Business Services Industry
They clicked, they left: why aren't your web site visitors buying?
Entrepreneur, April, 2003 by Catherine Seda
If you're like most companies, you focus on driving traffic to your Web site via advertising. If too few visitors buy something once they're there, you blame your marketing program. You may say the media costs were too high or the clicks were junk traffic. True, some marketing campaigns will perform better than others. But in many cases, you can improve your visitor-to-buyer conversion rate just by modifying your Web site, not your marketing.
In his e-book, How to Develop a Landing Page That Closes the Sale (www.wilsonweb.com), Dr. Ralph F. Wilson urges business owners to evaluate their landing pages, also known as entry pages. The landing page is the page shoppers see once they click an online ad, a search engine listing or a banner ad, for example. The goal of a landing page is to persuade visitors to complete a transaction.
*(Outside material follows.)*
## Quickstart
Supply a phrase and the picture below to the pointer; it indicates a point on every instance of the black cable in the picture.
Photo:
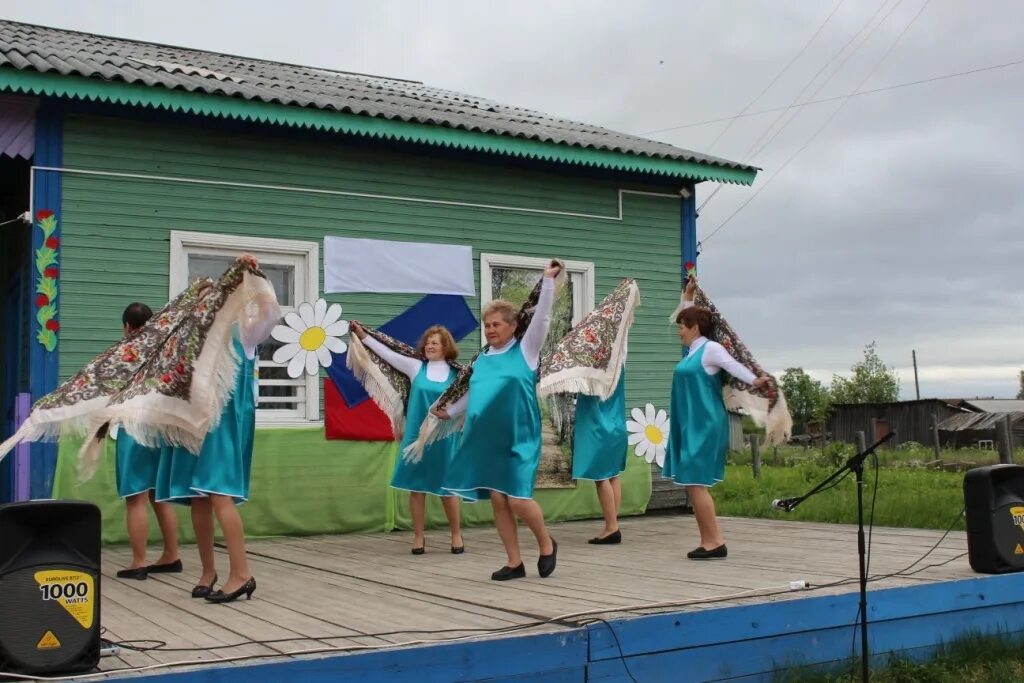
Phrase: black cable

Is your home page a landing page? You shouldn't consider it one. Your ad entices people to click for more information, while your landing page closes the sale. It shouldn't invite people to surf your Web site. It's a stand-alone page that hides your main Web site navigation. It offers few or no options other than taking the intended action. And the copy should expand upon the message revealed in the advertisement visitors clicked on. Keep in mind that different ads require different landing pages; each landing page should be customized for a particular audience.
There's more than explanatory copy at work on entry pages. According to Wilson, an effective landing page uses the psychological factors of enhancing desire, creating a rationale, making the offer compelling, and building trust to sell a product or service.
"Never underestimate the power of emotional selling," says Wilson. "A nononsense description of an offer may work for nationally branded companies. Most companies don't have that luxury. Today's shoppers are pressed for time and money. Address their emotional needs, and your sales will at least double."
To write copy that appeals to your potential customers on an emotional level, pretend to interview them. Start with the following questions: What problems are you dealing with now? How do you want these resolved, and what are your concerns? What would make you buy this solution today? Strip out the industry jargon from your reply for simple, results-oriented copy. This is the making of a good entry page.
What makes a good landing page better? Unfortunately, there is no magic formula. But it's an easy question to answer: Test a variety of pages. You can change your page design, reprioritize your benefits, or use case studies.
The Web audience is diverse, and individuals will respond to different marketing messages and presentation styles. It's up to you to discover which landing pages will get your visitors to become your customers.
CATHERINE SEDA is an Internet marketing speaker and editor of KeywordTextLinks.com.